Safety conditions should be underwritten conservatively. Compared with neighborhoods nationwide, this area sits below the national average for safety, and it trails many Oakland–Berkeley–Livermore neighborhoods. That said, recent data shows notable improvement in property offenses over the last year, indicating some positive momentum that investors can monitor as part of risk management.

Investors should focus on standard mitigants that support resident confidence and retention—such as lighting, access control, and partnerships with professional security—while tracking neighborhood trendlines over subsequent data releases from WDSuite.

Proximity to Major Employers

The surrounding employment base blends logistics, industrial equipment, energy, and consumer goods, supporting commute convenience and diversified renter demand. Notable nearby employers include Ryder, Caterpillar, Chevron, The Clorox Company, and Ross Stores.

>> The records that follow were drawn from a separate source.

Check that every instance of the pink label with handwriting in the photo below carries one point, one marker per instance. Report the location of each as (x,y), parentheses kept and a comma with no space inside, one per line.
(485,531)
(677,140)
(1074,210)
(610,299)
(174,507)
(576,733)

  • Ryder — logistics (4.3 miles)
  • Caterpillar — heavy equipment offices (5.0 miles)
  • Chevron — energy (7.5 miles) — HQ
  • The Clorox Company — consumer products (8.4 miles)
  • Ross Stores — off-price retail (9.4 miles) — HQ
Why invest?

This 66-unit asset sits in a service-rich Urban Core pocket where renter concentration is high and ownership costs remain elevated relative to incomes, reinforcing multifamily demand. While neighborhood occupancy trails metro norms, strong amenity access and a diversified employment base help support leasing velocity and renewals. Within a 3-mile radius, recent income gains and an expected increase in household count—despite a modest projected population dip—suggest a broader tenant base as household sizes contract.

According to CRE market data from WDSuite, neighborhood rents benchmark high nationally, yet rent-to-income levels indicate room for disciplined pricing without overextending affordability. Near-term performance will favor operators who differentiate on renovations, curb appeal, and management, positioning the property to capture demand from renters who value access to jobs and daily amenities.

  • Dense amenities and strong national percentiles for groceries, dining, and services support daily livability and leasing.
  • Elevated renter concentration provides a deep tenant base and supports occupancy for competitive assets.
  • High-cost ownership market bolsters renter reliance, aiding renewal potential and pricing power.
  • 3-mile outlook shows rising household counts and smaller household sizes, expanding the renter pool.
  • Risk: Neighborhood occupancy is below metro averages; success depends on active leasing, security posture, and asset differentiation.